この場合、その乾燥運転を継続するときの目標温度差を7[℃]に定めたことにより、より充分で、過度にもならない乾燥を行なわせることができる。

0047

なお、本発明は上記し且つ図面に示した実施例にのみ限定されるものではなく、要旨を逸脱しない範囲内で適宜変更して実施し得る。

発明の効果

0048

本発明の衣類乾燥機は以上説明したとおりのもので、下記の効果を奏する。
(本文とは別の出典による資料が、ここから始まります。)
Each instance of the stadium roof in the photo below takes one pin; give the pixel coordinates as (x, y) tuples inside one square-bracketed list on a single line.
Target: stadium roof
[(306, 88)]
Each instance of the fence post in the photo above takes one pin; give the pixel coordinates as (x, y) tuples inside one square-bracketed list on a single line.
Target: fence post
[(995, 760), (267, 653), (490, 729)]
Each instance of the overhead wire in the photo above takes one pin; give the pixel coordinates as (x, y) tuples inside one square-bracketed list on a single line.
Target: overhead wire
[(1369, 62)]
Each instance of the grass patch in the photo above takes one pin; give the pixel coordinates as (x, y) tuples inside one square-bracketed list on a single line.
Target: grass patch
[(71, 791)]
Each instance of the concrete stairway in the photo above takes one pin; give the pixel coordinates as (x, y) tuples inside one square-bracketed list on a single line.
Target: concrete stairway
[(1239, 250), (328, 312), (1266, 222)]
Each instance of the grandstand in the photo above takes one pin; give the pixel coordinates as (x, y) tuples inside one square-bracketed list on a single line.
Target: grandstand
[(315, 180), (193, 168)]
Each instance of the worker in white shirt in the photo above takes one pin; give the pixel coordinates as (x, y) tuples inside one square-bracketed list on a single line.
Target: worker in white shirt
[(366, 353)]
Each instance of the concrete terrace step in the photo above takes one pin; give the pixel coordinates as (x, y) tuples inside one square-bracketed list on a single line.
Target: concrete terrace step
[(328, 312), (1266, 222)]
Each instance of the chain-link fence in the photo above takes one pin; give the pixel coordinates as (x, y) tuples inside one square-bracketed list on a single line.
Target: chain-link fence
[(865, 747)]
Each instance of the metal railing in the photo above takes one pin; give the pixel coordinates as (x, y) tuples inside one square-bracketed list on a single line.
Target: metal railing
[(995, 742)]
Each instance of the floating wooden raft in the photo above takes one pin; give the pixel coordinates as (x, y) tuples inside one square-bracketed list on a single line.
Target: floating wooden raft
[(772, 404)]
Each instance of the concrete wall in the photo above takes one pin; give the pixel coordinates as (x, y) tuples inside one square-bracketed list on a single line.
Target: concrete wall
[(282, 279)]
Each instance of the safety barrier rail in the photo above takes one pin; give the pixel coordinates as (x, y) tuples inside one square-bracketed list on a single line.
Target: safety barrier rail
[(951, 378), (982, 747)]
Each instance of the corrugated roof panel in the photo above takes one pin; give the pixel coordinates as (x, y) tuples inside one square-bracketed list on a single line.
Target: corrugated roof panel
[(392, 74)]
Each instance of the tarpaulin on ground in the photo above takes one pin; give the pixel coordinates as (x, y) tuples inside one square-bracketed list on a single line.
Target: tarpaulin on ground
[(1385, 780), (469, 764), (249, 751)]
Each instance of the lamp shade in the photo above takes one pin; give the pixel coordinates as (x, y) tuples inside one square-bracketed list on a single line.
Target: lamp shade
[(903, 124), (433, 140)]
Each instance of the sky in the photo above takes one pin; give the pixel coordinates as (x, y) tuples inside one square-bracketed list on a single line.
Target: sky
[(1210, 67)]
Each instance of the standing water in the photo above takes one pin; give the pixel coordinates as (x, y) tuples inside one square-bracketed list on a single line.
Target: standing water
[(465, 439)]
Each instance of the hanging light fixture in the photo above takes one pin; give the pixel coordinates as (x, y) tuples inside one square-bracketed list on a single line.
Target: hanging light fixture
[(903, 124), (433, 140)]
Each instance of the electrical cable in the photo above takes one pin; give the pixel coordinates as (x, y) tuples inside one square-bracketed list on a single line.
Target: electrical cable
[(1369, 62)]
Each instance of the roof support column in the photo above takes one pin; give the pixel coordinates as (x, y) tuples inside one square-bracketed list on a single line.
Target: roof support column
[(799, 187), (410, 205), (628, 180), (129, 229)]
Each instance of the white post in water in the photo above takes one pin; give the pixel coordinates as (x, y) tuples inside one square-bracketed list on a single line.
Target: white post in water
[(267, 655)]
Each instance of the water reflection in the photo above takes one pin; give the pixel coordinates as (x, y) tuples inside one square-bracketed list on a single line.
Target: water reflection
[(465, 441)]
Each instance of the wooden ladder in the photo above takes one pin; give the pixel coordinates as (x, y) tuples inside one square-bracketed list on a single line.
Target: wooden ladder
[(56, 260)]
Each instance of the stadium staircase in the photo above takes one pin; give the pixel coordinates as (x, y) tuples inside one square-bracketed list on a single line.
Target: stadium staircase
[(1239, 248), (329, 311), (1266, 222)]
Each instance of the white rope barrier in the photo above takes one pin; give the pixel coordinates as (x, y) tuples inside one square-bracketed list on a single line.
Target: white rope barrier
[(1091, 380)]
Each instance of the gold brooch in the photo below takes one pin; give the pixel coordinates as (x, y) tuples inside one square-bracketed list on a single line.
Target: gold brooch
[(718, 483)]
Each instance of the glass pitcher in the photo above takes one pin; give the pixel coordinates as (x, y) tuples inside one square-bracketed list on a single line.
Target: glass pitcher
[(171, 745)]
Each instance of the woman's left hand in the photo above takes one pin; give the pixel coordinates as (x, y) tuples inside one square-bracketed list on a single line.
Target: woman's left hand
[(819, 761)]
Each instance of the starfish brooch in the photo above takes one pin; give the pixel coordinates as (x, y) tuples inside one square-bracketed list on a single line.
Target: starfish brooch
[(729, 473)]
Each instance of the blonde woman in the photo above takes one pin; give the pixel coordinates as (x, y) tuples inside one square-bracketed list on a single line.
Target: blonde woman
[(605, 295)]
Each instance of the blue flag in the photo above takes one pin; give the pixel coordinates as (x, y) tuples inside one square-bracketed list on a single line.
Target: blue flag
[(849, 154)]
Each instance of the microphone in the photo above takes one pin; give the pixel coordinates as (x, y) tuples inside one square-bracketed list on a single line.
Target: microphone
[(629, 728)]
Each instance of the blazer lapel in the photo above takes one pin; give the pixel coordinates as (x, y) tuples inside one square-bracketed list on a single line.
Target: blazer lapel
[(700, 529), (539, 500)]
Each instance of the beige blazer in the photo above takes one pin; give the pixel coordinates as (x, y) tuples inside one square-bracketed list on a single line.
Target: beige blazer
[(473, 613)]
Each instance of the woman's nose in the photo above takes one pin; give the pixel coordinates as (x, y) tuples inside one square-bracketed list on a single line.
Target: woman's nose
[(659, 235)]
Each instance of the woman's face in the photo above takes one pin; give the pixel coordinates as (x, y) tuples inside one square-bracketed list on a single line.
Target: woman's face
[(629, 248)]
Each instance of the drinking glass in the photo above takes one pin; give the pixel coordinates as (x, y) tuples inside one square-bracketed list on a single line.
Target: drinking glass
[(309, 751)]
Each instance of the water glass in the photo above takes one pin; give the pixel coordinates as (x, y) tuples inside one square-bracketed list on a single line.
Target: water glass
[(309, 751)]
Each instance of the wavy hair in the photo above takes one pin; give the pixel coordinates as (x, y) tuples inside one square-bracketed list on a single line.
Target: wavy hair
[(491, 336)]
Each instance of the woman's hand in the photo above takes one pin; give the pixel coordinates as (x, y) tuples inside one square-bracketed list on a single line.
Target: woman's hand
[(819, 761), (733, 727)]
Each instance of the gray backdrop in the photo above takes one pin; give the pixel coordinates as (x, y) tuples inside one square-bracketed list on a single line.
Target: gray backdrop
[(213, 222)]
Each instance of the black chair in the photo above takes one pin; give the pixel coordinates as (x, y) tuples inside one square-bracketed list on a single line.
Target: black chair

請求項1の衣類乾燥機においては、乾燥運転を行なったときの被乾燥衣類の乾燥率が第1の乾燥率に達したときの乾燥室の温度と、第2の乾燥率に達したときの乾燥室の温度との差を演算して、その演算結果から残り乾燥運転時間を決定するようにしたことにより、被乾燥衣類の質に合った乾燥運転ができて、被乾燥衣類が化学繊維から成る場合にも、過乾燥にならず、程度良く乾燥させることができて、被乾燥衣類の傷みや、電力消費の無駄、並びに時間の無駄をなくすことができる。

0049

請求項2の衣類乾燥機においては、更に、被乾燥衣類の量を検出して、その検出結果と上記温度差の演算結果とから残りの乾燥運転時間を決定するようにしたことにより、被乾燥衣類の質だけでなく量にも合った乾燥運転ができて、被乾燥衣類の傷みや、電力消費の無駄、並びに時間の無駄を一層確実になくすことができる。

0050

請求項3の衣類乾燥機においては、演算手段による演算結果の値が所定値以下であった場合に、その演算結果から決定し実行した残りの乾燥運転の時間の経過後に更に乾燥室の温度を検出し、制御手段が、この検出温度と第2の記憶手段により記憶した温度との差が所定値になるまで乾燥運転を継続する制御をするようにしたことにより、厚物の被乾燥衣類もその内部まで充分に乾燥させることができる。

0051

請求項4の衣類乾燥機においては、上述の乾燥運転を継続するときの目標温度差を7[℃]に定めたことにより、厚物の被乾燥衣類を、より充分で、過度にもならずに乾燥させることができる。

図面の簡単な説明

0052

図1本発明の一実施例を示す作用説明用のフローチャート
図2一部を破断した全体の縦断側面図
図3概略電気構成
図4乾燥運転時のドラム内温度の一般的経時変化を表わした図
図5乾燥運転時のドラム内温度の経時変化を被乾燥衣類の質及び量別に表わした図
図6被乾燥衣類が天然繊維であったときの乾燥運転時の被乾燥衣類の乾燥率の経時変化を量別に表わした図
図7被乾燥衣類が化学繊維を含むものであったときの乾燥運転時の被乾燥衣類の乾燥率の経時変化を量別に表わした図
図8残り乾燥運転時間の決定内容を表わした図
図9本発明の異なる実施例を示す図1相当図

--

0053

4はドラム(乾燥室)、9はモータ、15はファン、20はヒータ、23はマイクロコンピュータ(第1の記憶手段、第2の記憶手段、演算手段、制御手段)、26は電極(乾燥率検出手段、衣類量検出手段)、27は検出回路(乾燥率検出手段、衣類量検出手段)、29は温度センサ(温度検出手段)を示す。